Linear Graph Intersection

If $a=1$ , then the three lines $y=f(x)$ , $y=g(x)$ , $y=h(x)$ are parallel (or coincide).

If $a \neq 1$ , then $f$ has a unique fixed point (the intersection of the lines $y=x$ and $y=f(x)$ ). Say this point is $t$ , that is $f(t)=t$ .

Now it's easy to see that $t$ is also a fixed point of $g$ and $h$ ; so all three lines pass through the point $(t,t)$ .

Since $y=g(x)$ and $y=h(x)$ are also straight lines, this point of intersection must be unique; ie $M,N,P$ are all the same point.

$f(x)$ = $ax + b$

$g(x)$ = $f(f(x))$

$h(x)$ = $f(f(f(x)))$

First, let's find the coordinate of point $M$ in general. At point $M$ , the $x$ value and the $y$ value of point $M$ satisfies both $f(x)$ and $g(x)$ . So, we can equalize both functions to find the value of $x$ that satisfies both functions.

$f(x)$ = $g(x)$

$ax + b$ = $f(ax + b)$

$ax + b$ = $a \times (ax + b) + b$

$ax$ = $a \times (ax + b)$

We divide both sides by $a$

$x$ = $ax + b$

$x - ax$ = $b$

$x \times (1 - a)$ = $b$

$x$ = $\frac{b}{1-a}$

Now substitute the $x$ value to any function to find the $y$ value. This time let's choose the function $f(x)$ .

$y$ = $ax + b$

$y$ = $a \times \frac{b}{1-a} + b$

$y$ = $\frac{ab}{1-a} + \frac{b \times (1-a)}{1-a}$

$y$ = $\frac{ab + b - ab}{1-a}$

$y$ = $\frac{b}{1-a}$

So, in general, point $M$ has the coordinate ( $\frac{b}{1-a}$ , $\frac{b}{1-a}$ ).
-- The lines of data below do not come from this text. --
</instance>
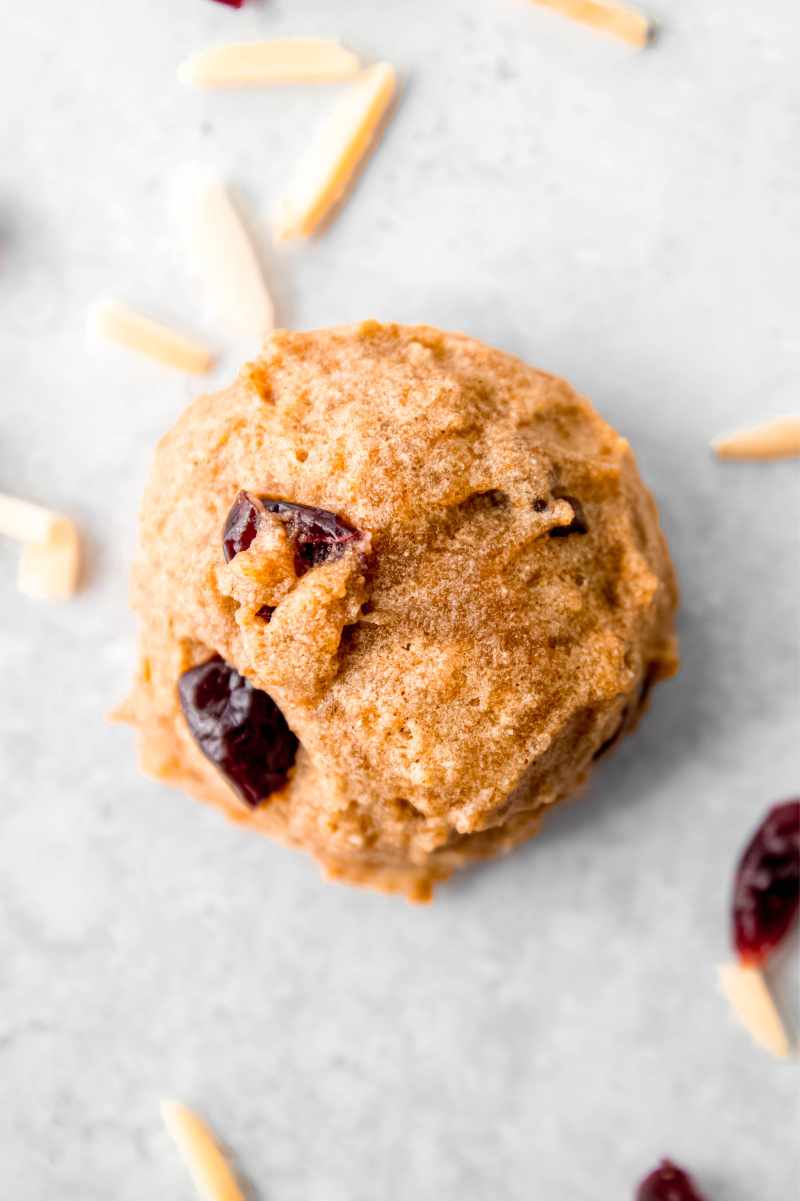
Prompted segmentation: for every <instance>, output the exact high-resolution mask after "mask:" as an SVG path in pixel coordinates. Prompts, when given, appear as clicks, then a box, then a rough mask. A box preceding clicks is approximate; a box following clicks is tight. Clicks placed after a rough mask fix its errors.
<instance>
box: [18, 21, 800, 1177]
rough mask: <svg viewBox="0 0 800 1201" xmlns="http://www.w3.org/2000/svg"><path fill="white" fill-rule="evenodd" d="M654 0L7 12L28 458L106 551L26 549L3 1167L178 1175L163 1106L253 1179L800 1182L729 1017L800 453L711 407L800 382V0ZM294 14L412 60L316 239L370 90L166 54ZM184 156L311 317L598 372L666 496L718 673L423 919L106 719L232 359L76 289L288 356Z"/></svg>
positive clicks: (208, 41) (758, 783) (284, 317)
Next, let's find the coordinate of point $N$ in general. At point $N$ , the $x$ value and the $y$ value of point $N$ satisfies both $f(x)$ and $h(x)$ .

$f(x)$ = $h(x)$

$ax + b$ = $f(f(f(x)))$

$ax + b$ = $f(g(x))$ (because $g(x)$ = $f(f(x))$

$ax + b$ = $f( a \times (ax + b) + b)$

$ax + b$ = $a \times ( a^{2}x + ab + b ) + b$

$ax$ = $a \times (a^{2}x + ab + b)$

We divide both sides by $a$

$x$ = $a^{2}x + ab + b$

$x - a^{2}x$ = $ab + b$

$x \times (1 - a^2)$ = $b \times ( a + 1 )$

$x \times (1 + a)(1 - a)$ = $b \times (1 + a)$

$x \times (1 - a)$ = $b$

$x$ = $\frac{b}{1-a}$

Now substitute the $x$ value to any functions to find the $y$ value. This time let's choose the function $h(x)$ .

$y$ = $a \times ( a^{2}x + ab + b ) + b$

$y$ = $a^{3}x + a^{2}b + ab + b$

$y$ = $a^{3} \times \frac{b}{1-a} + a^{2}b + ab + b$

$y$ = $\frac{a^{3}b}{1-a} + \frac{ a^{2}b \times (1-a) }{1-a} + \frac{ ab \times (1-a) }{1-a} + \frac{b \times (1-a) }{1-a}$

$y$ = $\frac{ a^{3}b + a^{2}b - a^{3}b + ab - a^{2}b + b - ab }{1-a}$

$y$ = $\frac{b}{1-a}$

So, in general, the point $N$ has the coordinate ( $\frac{b}{1-a}$ , $\frac{b}{1-a}$ ).

Now that the intersection point of ' $f(x)$ and $g(x)$ ' and ' $f(x)$ and $h(x)$ )' is the same, it can't make a triangle since there are two points that coincide. because $M$ and $N$ are same, then $P$ must also be the same point, because if $P$ is not the same point, then the lines will intersect at three different points. Therefore, $M$ , $N$ , and $P$ are the same point.